Part Thirteen – The Study Unveiled
The memory dissolved as Jonathan stepped into the library. The air here was different, older, as though it had been sealed off since that night. The great windows were shuttered, muting the daylight into a dim gray wash that clung to shelves stacked floor to ceiling with books.
His father's presence lingered everywhere. Rows of spines in every discipline—science, medicine, histories of the Fourth War, alchemy and the arcane, even treatises outlawed in polite society—stood like silent sentinels. Raymond Hann had been a collector, a scholar in his private hours. This was his sanctuary, the only place where he ever shed the armor of industry and power.
The mahogany desk, broad enough to seat twelve men, still bore the clutter of his last days: maps unfurled and left half-marked, ink dried to brittle stains, notebooks open as though waiting for him to return.
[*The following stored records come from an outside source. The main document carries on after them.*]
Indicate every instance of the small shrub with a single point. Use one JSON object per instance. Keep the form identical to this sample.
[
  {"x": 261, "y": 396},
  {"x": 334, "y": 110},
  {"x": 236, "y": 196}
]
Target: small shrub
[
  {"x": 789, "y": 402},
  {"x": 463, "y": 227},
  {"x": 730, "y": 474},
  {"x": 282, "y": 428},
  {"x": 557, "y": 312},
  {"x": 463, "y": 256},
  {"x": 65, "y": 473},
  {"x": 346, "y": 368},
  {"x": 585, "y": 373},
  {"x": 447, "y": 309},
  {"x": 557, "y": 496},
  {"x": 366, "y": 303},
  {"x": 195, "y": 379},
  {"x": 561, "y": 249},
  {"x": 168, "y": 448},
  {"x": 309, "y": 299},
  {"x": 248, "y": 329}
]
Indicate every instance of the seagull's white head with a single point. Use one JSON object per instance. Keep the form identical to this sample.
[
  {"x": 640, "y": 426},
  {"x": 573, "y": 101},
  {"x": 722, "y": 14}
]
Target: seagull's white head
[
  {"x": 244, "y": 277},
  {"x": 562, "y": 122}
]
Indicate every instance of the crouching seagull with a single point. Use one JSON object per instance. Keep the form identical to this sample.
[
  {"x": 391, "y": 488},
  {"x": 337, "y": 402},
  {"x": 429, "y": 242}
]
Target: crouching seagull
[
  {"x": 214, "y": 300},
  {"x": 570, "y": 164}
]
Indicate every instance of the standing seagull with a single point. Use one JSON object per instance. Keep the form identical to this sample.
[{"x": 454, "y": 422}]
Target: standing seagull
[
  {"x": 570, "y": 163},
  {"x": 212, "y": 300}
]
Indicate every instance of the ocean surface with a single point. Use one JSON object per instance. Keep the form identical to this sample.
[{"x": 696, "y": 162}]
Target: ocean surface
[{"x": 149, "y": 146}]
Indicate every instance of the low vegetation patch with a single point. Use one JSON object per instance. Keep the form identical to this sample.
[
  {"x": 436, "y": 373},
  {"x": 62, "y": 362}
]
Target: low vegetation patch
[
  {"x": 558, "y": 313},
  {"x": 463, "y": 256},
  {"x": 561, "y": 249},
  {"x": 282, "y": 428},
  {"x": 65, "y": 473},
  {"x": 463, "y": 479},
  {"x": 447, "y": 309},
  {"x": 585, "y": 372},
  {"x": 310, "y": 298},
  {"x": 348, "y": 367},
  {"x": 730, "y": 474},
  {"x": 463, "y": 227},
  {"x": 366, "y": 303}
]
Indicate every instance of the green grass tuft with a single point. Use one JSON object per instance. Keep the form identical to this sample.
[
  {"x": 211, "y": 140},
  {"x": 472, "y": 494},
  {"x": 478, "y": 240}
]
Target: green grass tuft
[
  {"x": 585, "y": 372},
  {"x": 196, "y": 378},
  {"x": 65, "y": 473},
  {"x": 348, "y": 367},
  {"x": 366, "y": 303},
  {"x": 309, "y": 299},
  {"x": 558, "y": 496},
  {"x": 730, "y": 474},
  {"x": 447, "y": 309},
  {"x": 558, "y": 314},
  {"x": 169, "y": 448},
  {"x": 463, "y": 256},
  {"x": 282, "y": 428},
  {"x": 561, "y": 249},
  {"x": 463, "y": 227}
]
It struck Jonathan how little anyone had dared to disturb it. Not even Heller, ever loyal and meticulous, had touched these relics. Perhaps no one wanted to erase the last imprint of a man whose absence had hollowed the mansion.
Jonathan's fingers traced the grain of the desk. He could almost see his father there, hunched forward in lamplight, muttering to himself as he scribbled equations or sketched out some new design in steel. But he could also feel the change—that in those final weeks, Raymond had not been the same. His words fewer, his temper short, his gaze haunted. Whatever he had been working on, it had consumed him whole.
Jonathan's eyes fell on a corner of the desk where a slip of parchment jutted out from beneath a scatter of books. It was as though the desk itself wanted him to notice.